Question

Let `s(x) = x^2 + 2x + 3x` and `t(x) =sqrt( x+4)` how do you find `(s( t)) (6)`?

Answer 1

See below for explanation

Explanation:

We have two functions and we have to compose them in the order to find `s(t(6))`. (The composition of functions is not conmutative)

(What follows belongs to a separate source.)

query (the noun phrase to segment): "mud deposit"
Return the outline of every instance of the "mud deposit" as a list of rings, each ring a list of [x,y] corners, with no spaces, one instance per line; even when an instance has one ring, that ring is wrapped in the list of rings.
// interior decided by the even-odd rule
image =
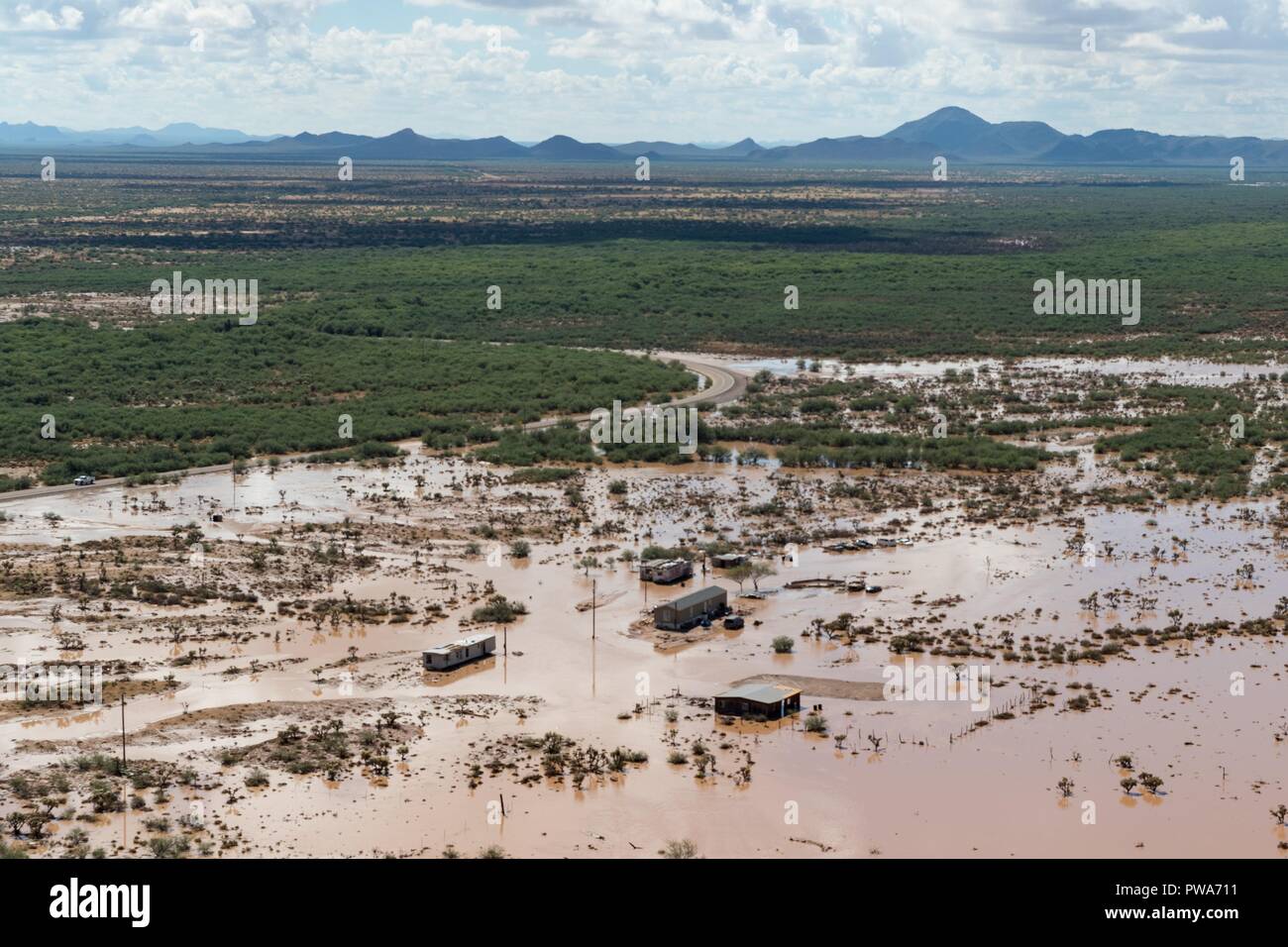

We note that `s(x)=x^2+5x`

We proceed as follows

`s(t(x))=s(sqrt(x+4))=(sqrt(x+4))^2+5sqrt(x+4)=x+4+5sqrt(x+4)`

Then `s(t(6))=6+4+5sqrt(6+4)=10+5sqrt10`

Answer 2

`s(t(6))= 10+5sqrt(10)`
This question asks for s(t(6)) not s(t)(6)

Explanation:

To solve for `s(t)(6)`
`s(x) = x^2 +2x +3*x`
`t(x) = sqrt(x+4)`
let's first find s(t).
Substitute t(x) into s(x):
`s(t(x))= (sqrt(x + 4))^2 +2sqrt(x+4)+3*sqrt(x+4)`
Simplifying this gives us:
`s(t(x))= ( x + 4)+2sqrt(x+4)+3*sqrt(x+4)`
Now, subbing 6 into the X values gives us:
`s(t(6))= ( 6+ 4)+2sqrt(6+4)+3*sqrt(6+4)`
`s(t(6))= 10+2sqrt(10)+3*sqrt(10)`
`s(t(6))= 10+5sqrt(10)`

Additional info:
Note that functions like s(t(x)) are called composite functions.